(June 26, RM3.72)
Maintain buy with target price of RM4.19: Uzma’s share price went ex for its rights issue on June 24, 2014. To recap, Uzma had proposed a renounceable rights issue of up to 132 million right shares on the basis of one rights share for every one existing share at 75 sen per share.
Thailand-based MMSVS Group Holdings Co Ltd, which Uzma had recently acquired for US$29.7 million (RM95.6 million), will be fully integrated under Uzma by July 2014 following which it will contribute to the group’s revenue.
We expect the acquisition to create synergy value as it will expand Uzma’s product offerings and complement existing services, especially the wireline, sickline, pumping and coil tubing units.
We understand that MMSVS owns a young fleet of hydraulic workover units (HWUs) with an average age of below five years. The HWUs come in a smaller size which makes them suitable for the Southeast Asia region’s shallow water. With the acquisition, we expect MMSVS to expand its HWU services to Malaysia.
As for its Tanjung Baram risk-sharing contract (RSC) with a joint-venture (JV) partner, first oil is anticipated to occur within 11 months which will be around Feb 15. We understand that a substantial portion of the JV’s US$100 million development cost will be contracted to Uzma. We have factored in some sub-contract works worth RM64 million to Uzma in the second half of 2014.
Uzma is also targeting to finalise two additional acquisitions related to chemical and well services this year as we estimate it still has about RM40 million left from the recent proposed rights issue of RM99 million after funding the Tanjung Baram RSC and MMSVS acquisition. Any additional potential merger and acquisition should further enhance our earnings per share (EPS) forecasts.
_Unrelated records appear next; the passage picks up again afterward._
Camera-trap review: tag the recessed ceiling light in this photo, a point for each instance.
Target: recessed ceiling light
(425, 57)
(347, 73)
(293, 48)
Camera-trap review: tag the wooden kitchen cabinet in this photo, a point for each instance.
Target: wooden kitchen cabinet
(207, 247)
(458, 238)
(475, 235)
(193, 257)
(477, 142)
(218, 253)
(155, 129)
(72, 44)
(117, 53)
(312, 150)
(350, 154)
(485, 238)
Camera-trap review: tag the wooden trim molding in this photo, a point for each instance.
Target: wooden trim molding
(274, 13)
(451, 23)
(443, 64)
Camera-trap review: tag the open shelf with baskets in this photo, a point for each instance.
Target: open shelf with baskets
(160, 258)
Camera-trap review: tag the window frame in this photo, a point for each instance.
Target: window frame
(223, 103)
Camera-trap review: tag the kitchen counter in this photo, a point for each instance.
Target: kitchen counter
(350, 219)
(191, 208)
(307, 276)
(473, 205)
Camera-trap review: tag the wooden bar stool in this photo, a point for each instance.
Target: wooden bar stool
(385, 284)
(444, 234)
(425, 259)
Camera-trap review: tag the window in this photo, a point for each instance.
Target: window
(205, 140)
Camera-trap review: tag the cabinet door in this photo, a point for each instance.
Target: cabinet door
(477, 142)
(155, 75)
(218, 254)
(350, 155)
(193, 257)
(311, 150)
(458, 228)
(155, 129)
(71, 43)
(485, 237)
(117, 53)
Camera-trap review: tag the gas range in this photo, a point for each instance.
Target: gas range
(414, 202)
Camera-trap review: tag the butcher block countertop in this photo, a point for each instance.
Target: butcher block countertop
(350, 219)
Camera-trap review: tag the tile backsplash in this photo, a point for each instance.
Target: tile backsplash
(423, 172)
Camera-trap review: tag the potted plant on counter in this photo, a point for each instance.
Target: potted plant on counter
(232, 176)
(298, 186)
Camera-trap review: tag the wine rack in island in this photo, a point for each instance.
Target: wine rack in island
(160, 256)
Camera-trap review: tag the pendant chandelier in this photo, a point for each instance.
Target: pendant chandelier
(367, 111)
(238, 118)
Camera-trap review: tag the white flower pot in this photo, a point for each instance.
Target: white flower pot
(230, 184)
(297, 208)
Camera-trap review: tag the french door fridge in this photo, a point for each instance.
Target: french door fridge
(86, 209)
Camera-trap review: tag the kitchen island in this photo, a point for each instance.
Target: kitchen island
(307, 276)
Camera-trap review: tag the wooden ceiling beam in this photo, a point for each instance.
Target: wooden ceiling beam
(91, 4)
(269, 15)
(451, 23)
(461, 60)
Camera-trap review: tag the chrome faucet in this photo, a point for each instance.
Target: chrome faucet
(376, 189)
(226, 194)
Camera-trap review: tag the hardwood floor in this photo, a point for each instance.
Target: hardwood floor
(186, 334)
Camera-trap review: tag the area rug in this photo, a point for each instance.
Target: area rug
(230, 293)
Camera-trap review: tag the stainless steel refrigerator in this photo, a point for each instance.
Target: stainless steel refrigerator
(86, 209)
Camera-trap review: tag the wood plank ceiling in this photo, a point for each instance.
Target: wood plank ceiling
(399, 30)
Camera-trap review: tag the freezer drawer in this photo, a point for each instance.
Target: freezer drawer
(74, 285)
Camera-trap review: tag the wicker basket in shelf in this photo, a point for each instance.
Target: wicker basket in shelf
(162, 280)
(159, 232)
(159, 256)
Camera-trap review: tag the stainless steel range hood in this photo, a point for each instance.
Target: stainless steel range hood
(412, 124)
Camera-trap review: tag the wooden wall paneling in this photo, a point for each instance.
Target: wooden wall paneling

In addition, Uzma is also exploring growth through the expansion of its product ranges. The new products it is focusing on are water solution, idle well solution, drilling project management and seismic processing. We also do not rule out the possibility of Uzma winning other RSC contracts (potential 14 clusters to be awarded) in future given its experience and knowledge on full field review and reservoir study.
Post-rights issue, we maintain our “buy” call with target price raised from RM3.84 to RM4.19 based on unchanged 16 times higher FY15 EPS of 26.2 sen. — HLIB Research, June 26
This article first appeared in The Edge Financial Daily, on June 27, 2014.